R. T. Van Horn & Co., Publishers.*

December 18, 1870.

     The river was full of floating ice yesterday.

     The boys throughout the city enjoyed their Saturday holiday coasting.

     The "beautiful snow" which covered the city yesterday morning was a dirty slush before night.  Under the influence of a melting mood it grew "beautifully less and smaller by degrees."

     A lady advertises that she wants a gentleman for breakfast and tea.  What a cannibal!

     The Square was crowded all day yesterday with wagon loads of wood, hay, etc.

     A free fight occurred last night at a boarding house in West Kansas.  High pressure liquor was the cause.
     A smash-up occurred on Walnut street yesterday afternoon.  The pieces were saved.

     Madam Methua Scheller plays "Fanchon" at Turners' Hall to-night, for Mrs.

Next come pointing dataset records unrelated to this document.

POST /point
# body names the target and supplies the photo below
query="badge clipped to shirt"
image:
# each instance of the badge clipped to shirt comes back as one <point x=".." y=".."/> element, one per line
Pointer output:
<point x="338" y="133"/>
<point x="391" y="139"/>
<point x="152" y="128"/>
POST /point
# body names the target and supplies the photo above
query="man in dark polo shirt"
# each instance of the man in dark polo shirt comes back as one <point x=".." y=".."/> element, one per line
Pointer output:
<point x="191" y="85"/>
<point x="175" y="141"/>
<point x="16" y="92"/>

Volrath's benefit.

     Among the applicants for admission to the city hospital yesterday was a sadly afflicted bummer, who has footed it half over the United States.

     The heavy fall of snow thawing made pedestrianism anything but a desirable occupation yesterday.

     O'Brien O'Day (decidedly Irish) made night hideous with his fearful howlings.  He found a resting place at the lock-up, through the kind offices of Officer Brennan.

     A lonesome sleigh, of the "pung" pattern, was dragged through the mud and slush of Main street yesterday.  It was a novelty, and elicited from the gamins generally their peculiar whistle of surprise.

     A severe encounter took place between two boys yesterday on Independence avenue.  The cause of the trouble was the disputed ownership of a pair of skates, which one said the other had borrowed from him and refused to return.

     We were shown yesterday a front view of a plan for the proposed Episcopal church which is to be erected on Walnut street, corner of Eighth.  The style is Gothic with a tower on the north side, seventy-five feet high, the south side being  topped with a spire pointing heavenward one hundred and seventy-five feet.  The body of the building will be seventy five feet to the comb of the roof. An immense Gothic window will grace the front..  The window will be forty feet height.  The cost of the church by this plan will reach $60,000.  A. B. Cross is the architect.

     Our pleasant and very genial friend, W. E. Thorne, has removed his "Art Union" to 700 Main street, and has greatly increased his stock of rare goods for holiday gifts.  Take a look at his fine pictures, frames, albums, ladies' companions, &c.